Party poopers wag their fingers sadly at the plebs

Several pieces in the Observer today to whinge against anyone thinking of celebrating Jan 31st too boisterously

First up M Heseltine who is afraid there will be triumphalism
Lord Heseltine has accused Boris Johnson of trying to “rub the noses of Remainers in their defeat”
Triumphalism includes:
3m special 50p coins bearing the words “Peace, prosperity and friendship with all nations” will enter shops, banks and restaurants from Friday with a further 7m coming into circulation by the end of the year. Union Jack flags will also line Parliament Square and the Mall on Friday and the public will see government buildings in Whitehall lit up in red, white and blue.
Seems pretty routine and a little tacky rather than swaggering and boorish,but
'politicians who fought to remain in the EU said the events were deeply inappropriate.' Well they would wouldn't they? What does the majority think?

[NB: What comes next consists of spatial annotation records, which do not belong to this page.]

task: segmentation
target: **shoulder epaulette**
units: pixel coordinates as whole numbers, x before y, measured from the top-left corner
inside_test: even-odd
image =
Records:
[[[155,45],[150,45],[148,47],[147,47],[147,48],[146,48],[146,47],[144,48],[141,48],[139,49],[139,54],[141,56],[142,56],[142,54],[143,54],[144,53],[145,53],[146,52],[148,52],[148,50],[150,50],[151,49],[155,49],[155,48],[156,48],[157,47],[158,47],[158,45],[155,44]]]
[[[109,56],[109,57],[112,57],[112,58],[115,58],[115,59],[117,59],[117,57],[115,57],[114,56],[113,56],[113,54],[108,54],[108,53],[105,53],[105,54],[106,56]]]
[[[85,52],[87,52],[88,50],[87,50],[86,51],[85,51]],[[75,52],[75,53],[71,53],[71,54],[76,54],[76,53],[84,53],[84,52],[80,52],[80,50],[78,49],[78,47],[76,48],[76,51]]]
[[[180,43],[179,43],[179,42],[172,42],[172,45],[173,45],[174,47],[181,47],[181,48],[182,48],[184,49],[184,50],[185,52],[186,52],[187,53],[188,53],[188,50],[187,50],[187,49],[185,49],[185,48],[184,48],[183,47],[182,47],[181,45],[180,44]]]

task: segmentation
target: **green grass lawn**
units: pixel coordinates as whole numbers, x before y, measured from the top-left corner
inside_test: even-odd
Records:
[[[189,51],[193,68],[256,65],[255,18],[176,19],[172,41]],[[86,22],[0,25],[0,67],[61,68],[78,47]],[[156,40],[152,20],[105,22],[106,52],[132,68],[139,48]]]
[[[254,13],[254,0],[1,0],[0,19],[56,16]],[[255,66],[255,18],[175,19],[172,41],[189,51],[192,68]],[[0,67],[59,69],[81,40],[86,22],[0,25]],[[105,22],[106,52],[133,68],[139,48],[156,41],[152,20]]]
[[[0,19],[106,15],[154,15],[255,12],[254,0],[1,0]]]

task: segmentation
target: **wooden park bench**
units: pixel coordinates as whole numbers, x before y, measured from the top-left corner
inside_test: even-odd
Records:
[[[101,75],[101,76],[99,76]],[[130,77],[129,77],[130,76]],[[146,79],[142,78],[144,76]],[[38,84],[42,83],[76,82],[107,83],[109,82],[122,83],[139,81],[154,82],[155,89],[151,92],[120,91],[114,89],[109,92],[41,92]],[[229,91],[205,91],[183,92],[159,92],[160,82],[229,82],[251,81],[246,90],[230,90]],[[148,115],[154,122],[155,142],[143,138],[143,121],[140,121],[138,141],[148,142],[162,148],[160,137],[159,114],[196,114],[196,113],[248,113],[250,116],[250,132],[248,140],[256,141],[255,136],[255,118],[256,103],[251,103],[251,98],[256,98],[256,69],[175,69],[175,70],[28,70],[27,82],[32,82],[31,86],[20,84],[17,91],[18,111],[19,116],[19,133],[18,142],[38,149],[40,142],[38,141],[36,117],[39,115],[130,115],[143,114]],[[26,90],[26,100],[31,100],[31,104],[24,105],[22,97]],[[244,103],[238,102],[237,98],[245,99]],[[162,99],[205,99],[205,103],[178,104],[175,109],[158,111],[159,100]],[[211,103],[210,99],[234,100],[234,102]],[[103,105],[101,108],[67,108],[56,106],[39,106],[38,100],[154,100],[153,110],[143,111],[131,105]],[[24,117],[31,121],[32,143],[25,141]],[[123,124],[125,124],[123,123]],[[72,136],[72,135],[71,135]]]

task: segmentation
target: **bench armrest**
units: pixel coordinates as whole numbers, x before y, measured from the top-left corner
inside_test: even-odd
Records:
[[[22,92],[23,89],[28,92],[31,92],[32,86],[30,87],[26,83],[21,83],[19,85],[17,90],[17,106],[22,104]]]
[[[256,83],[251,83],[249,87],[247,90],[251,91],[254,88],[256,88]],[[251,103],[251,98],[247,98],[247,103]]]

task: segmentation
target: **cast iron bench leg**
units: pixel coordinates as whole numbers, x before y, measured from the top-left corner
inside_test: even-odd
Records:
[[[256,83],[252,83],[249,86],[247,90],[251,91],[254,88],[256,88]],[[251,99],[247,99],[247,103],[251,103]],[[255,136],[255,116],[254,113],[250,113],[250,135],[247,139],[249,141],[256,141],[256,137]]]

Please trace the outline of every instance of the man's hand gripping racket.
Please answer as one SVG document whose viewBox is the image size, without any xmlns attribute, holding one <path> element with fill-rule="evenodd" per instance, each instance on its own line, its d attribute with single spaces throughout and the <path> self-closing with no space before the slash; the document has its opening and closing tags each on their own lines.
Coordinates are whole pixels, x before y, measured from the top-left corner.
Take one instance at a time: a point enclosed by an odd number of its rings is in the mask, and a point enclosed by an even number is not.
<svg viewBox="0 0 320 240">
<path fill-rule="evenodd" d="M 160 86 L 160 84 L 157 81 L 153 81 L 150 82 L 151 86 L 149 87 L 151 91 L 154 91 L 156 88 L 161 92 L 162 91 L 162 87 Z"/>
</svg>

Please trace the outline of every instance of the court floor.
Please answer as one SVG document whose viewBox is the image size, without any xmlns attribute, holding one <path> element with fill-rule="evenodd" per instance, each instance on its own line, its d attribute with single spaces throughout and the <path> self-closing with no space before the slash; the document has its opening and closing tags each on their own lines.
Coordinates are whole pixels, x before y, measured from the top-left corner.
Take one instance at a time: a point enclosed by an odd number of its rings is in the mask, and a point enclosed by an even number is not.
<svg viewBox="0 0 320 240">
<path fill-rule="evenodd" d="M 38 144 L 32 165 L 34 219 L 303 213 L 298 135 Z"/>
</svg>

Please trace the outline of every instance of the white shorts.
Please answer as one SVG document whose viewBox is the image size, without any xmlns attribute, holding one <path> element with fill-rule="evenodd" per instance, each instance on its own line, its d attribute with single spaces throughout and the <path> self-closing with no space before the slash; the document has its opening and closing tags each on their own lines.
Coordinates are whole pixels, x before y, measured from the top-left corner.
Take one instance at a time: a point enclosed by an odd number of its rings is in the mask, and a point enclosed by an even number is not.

Next the unsinkable W Keegan at an agreeable conference in Venice
The UK faces economic upheaval on a vast scale if it is not, after all, to pursue ‘Brexit in name only'
Last year [his fellow attendees told him], the hope was that this country would have second thoughts and recognise how much it stood to lose by honouring a referendum result that principally reflected dissatisfaction with many things other than the EU.
The government’s own internal studies and analysis point to a severe threat from abandoning the single market, which was one of the key attractions for foreign companies, not least the Japanese, to invest in those parts of the Midlands and northern England where “getting Brexit done” has proved such a compelling slogan. (By the way, there is nothing new about working-class people voting Conservative!)
Already a study by Bloomberg finds that the cost to the economy of the very approach to Brexit taken over the past three years has equalled the entire accumulated cost of our contributions to the Brussels budget [what since 1975?] – contributions that often flowed back to us via funds from the European Investment Bank [sic!]
Good old F O'Toole next. It's very witty in that aristo Irish way:
For the great problem of Brexit is that it is a populist project without a people, a nationalist project without a nation....Britain is not and never has been a nation state. For most of its history as a state, it has been at the heart not of a national polity, but of a vast multinational and polyglot empire. And the UK is itself a four-nation amalgam of England, Scotland, Wales and Northern Ireland....the parts of the UK that have actually “taken back control” into their own local democratic institutions reject Brexit; while the parts that support Brexit have no such institutions. The Scottish parliament, the Welsh Senedd and the Northern Ireland assembly have all voted overwhelmingly in recent weeks to reject the withdrawal agreement.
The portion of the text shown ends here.